Monday, April 18, 2011

[K]afeteria talk

If you're curious what I'm talking about between 12:20 and 1pm Monday through Friday, this could almost substitute as a live satellite feed.


Ok, maybe not 100% accurate... but close enough to warrant being exclusively featured in a blog post.

Tuesday, April 12, 2011

Teaching goes viral.

Tuesday is probably the most dreaded day of the week. Not because it’s the busiest day for me (which it is), but because I face my two toughest audiences of the week in the same day. My second and third period classes on Tuesday are notoriously unenthusiastic. Seriously, it’s brutal. Answers are usually half-hearted inaudible mumbles, and eyes are facing deskward. Nothing I do to boost their morale or capture their attention seems to work, and I'm often left feeling like I'm riding an  elevator with a stranger. Except in this case the elevator ride is 40 minutes long, and once I step off that elevator I have to board a new elevator with an even worse stranger. I have to endure this every week.

But today was different. Today I pulled out something magic, something the kids and I can both relate to. Today I pulled out…. The YouTube viral videos.

For fifth grade we have begun a lesson called “It’s under the table.” It’s exactly as inane as it sounds, and the kids have some difficulty getting into prepositions, despite their importance. Sometimes [read: most of the time] the book’s recommended activity is underwhelming, and it bores the students, and leaves me feeling terrible. I feel like they are insulting to the children’s intelligence. So last night I decided to bust into my ‘favorites’ list on my YouTube account to find something, anything, that I could use from there. Cue bear video.


“Where is the bear?" "He’s in the tree! He’s on the trampoline! He’s on the ground! He’s under the tree! He’s in front of the trampoline!” The kids got it, and laughed their asses off too. The same basic questions were applied to a video of a fat kid on a diving board.

Grade six is beginning a lesson called “Do you like spring?” I opted out of the book’s recommended activity ("Show flash cards while saying true/false statements and have the students guess!" Barf.) Instead, I found four entertaining videos that were seasonally specific enough to get the students answering questions; What season is it in the video? What are they doing? For the summer example, I stuck with the diving board clip. (Seriously, it's a classic.) Winter had an Eskimo being eaten. Fall had a car being crushed by an enormous pumpkin. Spring was my personal favorite, with a cute flower prank.

Browsing YouTube... I never knew work could feel so much like unemployment.

Monday, April 11, 2011

Retina gorging.



Get your Visene ready, because once again it's time to damage your eyes by staring in unblinking amazement at the sixteen latest additions to my Flickr account. Most of these are from my trip with Molly to Kwangyang yesterday to admire the cherry blossoms with my co-teacher, Alison a.k.a. Jeong Sun-Yung. A few others are from a break-dancing competition I stumbled across on the street the other day while shopping.


I also saw a purple-eared puppy at some point. Yeah, for reals. Handle it.

Tuesday, April 5, 2011

Pillow talk.



I’m writing from my bed. Seven weeks in and it’s finally the comfortable sanctuary it’s intended to be. As I mentioned awhile back, sheets are few and far between out here, and I like me some sheets. I put off looking for them out here, and my procrastination was rewarded on Thursday with the arrival of Chris and Natalie’s care package. Contents?
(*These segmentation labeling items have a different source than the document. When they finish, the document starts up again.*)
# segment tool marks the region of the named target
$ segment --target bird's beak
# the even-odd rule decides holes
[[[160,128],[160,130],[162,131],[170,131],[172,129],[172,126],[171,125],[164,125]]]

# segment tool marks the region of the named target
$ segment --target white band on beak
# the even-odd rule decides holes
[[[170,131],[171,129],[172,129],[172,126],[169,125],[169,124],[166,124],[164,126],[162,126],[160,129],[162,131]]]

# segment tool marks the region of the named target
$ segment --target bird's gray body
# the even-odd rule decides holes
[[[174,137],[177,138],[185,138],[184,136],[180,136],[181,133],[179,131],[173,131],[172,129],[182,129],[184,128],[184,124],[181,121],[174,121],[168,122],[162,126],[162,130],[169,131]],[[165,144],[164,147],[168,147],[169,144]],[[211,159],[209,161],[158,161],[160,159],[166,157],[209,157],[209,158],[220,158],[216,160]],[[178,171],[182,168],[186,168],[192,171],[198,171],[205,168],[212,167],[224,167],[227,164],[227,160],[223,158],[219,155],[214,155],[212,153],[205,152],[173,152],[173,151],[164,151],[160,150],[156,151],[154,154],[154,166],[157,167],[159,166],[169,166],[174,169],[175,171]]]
A full set of sheets: grey, wrinkle-free, perfect. In addition to sheets (which, after seeing, I literally hugged to my chest) I received Annie’s shells and cheese, small growing kits for strawberries and tomatoes, play dough, and a shitload of candy. It made my entire day.

This care package comes on the heels of Margaret’s package, which arrived last Saturday. I called Margaret immediately and gave a live narrative of my unwrapping the barrage of goodies she had sent me. Lot’s of “Oh my God!”s soared across the Skype connection as I discovered, among other things, two batches of homemade cookies, and a giant Rice Krispie treat (my staple road trip food.) Nearly everything was devoured within a few days.

So now here I lay, on my freshly sheeted bed with my soft new mattress pad, full on Mac & Cheese, and watching Planet Earth in the upper left hand corner of my computer. David Attenborough is telling me about Angel Falls, “the highest waterfall on planet Earth.”

Soon I will be receiving one more package, which I cannot wait for. (Geez Nick, greedy much? Can’t you just be content with what you’ve already received?) I can and I am… but the next package coming contains the new glasses I ordered! My D&Gs have served me well over the last four years, but it’s time for a new era of facial adornment. The new pair is green and cute and-

OH SHIT A CROCODILE JUST TOOK OUT A WILDABEAST! This footage requires my attention. Ciao! (Or chow if you’re a crocodile. As in down.)